Conductor John Wilson has made a career of championing English music from the first half of the 20th century.
In this programme, British Classics, he sensibly avoided Britten (we're getting plenty anyway this centenary year) and focused on the lush, lyrical, angst-tinged sweep of the English Romantics: William Walton, Gerald Finzi, Gustav Holst and Arnold Bax.
The BBC Scottish Symphony Orchestra responded with the kind of robust, sonorous playing they tend to apply to romantic music, and it was hard not to be seduced: beefy brass, gutsy, velvety strings, gentle, rounded winds – a sumptuous sound, although a bit too thick at times. Wilson added a chipper, bustling energy that suited Walton's Portsmouth Point overture perfectly. But he needed to find more ebb and flow in Holst's Ballet Music from The Perfect Fool and Bax's The Garden of Fand, especially at climaxes, and a wider range of moods and colours. The opening of the Holst was slow, sludgy and contained some unusually scrappy strings.

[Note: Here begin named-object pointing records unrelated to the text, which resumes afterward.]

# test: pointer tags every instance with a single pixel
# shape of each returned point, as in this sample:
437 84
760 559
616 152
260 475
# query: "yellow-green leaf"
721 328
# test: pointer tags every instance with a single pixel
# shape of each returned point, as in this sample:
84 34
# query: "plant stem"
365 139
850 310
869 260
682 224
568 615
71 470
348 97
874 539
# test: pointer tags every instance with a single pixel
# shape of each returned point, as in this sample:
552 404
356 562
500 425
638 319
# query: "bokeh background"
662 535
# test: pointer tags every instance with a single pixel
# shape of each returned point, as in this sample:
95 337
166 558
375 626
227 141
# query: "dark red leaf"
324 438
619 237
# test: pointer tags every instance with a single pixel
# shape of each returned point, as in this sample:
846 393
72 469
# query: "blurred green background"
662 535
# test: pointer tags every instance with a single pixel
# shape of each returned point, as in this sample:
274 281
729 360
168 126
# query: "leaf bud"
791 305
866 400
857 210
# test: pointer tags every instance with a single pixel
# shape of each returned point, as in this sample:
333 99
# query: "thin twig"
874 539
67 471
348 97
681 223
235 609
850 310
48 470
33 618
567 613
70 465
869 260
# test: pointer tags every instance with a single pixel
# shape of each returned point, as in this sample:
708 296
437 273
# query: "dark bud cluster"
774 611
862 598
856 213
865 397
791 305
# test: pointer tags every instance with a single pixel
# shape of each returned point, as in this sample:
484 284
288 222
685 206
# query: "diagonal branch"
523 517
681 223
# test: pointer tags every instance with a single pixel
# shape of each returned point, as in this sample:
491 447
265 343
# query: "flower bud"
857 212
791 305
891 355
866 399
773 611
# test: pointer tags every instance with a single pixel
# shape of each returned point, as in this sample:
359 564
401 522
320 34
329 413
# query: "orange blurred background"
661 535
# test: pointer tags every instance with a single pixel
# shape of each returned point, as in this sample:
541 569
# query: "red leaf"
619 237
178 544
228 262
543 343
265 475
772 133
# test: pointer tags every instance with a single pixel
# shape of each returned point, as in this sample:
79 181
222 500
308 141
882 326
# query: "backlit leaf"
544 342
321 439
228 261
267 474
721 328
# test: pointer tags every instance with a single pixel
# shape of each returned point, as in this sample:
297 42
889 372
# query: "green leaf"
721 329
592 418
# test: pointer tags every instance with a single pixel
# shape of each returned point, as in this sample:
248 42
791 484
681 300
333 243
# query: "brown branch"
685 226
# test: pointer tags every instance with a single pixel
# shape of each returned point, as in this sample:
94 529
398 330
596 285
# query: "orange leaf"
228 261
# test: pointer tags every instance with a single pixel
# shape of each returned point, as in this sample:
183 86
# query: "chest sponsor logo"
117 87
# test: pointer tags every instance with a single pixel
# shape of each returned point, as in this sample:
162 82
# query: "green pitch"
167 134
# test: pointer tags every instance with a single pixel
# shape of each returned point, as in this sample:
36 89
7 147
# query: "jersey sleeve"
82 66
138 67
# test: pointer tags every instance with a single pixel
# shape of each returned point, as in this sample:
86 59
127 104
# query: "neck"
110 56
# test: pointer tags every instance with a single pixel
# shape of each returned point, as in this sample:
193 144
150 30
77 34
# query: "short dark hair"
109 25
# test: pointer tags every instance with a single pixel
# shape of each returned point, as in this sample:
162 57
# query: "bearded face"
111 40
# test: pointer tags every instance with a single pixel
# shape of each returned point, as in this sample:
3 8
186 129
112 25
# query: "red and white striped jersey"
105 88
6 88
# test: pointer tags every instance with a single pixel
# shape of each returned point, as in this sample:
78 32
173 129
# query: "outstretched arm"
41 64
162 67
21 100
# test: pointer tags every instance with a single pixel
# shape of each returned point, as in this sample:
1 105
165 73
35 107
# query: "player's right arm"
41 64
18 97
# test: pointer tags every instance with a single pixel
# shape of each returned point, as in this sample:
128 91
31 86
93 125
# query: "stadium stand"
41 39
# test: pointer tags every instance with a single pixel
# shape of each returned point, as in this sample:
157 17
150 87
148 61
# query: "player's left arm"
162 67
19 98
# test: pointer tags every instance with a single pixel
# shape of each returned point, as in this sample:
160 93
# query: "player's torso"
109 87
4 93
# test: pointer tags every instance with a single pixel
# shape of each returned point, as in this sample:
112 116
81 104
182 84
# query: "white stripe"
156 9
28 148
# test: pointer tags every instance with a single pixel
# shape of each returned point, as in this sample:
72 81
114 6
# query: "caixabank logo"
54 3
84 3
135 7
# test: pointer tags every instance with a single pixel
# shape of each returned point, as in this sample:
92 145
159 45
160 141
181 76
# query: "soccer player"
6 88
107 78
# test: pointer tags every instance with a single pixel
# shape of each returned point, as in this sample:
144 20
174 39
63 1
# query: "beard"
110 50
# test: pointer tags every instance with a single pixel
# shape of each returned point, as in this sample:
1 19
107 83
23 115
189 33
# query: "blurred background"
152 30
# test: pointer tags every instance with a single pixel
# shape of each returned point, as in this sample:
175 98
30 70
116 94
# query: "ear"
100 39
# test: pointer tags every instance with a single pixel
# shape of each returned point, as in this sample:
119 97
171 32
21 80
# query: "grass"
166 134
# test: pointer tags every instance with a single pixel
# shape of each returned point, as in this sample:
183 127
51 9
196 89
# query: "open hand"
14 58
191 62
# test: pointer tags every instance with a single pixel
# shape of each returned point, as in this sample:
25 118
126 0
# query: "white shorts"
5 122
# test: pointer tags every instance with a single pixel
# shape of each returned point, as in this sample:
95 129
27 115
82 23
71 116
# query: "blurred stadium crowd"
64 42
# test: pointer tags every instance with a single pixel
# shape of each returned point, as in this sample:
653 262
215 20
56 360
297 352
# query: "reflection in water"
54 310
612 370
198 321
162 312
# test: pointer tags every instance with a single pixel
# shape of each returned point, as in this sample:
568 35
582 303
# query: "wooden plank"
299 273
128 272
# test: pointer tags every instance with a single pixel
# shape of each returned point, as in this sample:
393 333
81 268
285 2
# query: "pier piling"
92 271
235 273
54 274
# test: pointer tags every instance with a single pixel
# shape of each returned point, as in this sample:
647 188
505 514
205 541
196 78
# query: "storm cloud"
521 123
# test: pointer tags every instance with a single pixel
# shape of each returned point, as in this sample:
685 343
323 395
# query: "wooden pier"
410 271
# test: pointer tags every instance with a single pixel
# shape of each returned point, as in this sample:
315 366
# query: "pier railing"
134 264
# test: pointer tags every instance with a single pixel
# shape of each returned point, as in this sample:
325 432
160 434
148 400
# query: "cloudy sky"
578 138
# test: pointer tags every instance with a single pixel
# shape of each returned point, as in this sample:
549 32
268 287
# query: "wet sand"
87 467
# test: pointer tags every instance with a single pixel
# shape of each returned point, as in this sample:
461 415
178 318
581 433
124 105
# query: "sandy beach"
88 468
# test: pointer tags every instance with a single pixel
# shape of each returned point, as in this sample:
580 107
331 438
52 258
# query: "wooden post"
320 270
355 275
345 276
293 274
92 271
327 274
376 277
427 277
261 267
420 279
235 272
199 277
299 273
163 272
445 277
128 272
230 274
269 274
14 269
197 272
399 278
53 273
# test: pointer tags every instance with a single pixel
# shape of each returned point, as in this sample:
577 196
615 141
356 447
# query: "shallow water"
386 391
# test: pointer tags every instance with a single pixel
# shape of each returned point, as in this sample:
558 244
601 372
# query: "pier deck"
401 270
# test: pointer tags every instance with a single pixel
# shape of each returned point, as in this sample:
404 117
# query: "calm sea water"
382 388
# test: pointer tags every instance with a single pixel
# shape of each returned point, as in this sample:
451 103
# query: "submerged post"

The highlight was Finzi's Cello Concerto, which – at 40 minutes – took up the bulk of the programme. This was the first time Wilson and soloist Paul Watkins had performed the piece, and Watkins attacked its dense, overwrought lines with fearless intensity. Even if the balance in the first movement wasn't right (the orchestra was too loud for the cello, despite Watkins's hearty, husky sound), it was Watkins who drove the performance. This concerto is like an English landscape under English weather: now dark and brooding, now bathed in pretty sunlight. Watkins struck an ideal balance, and even managed to make the dubiously jocund finale sound worthwhile.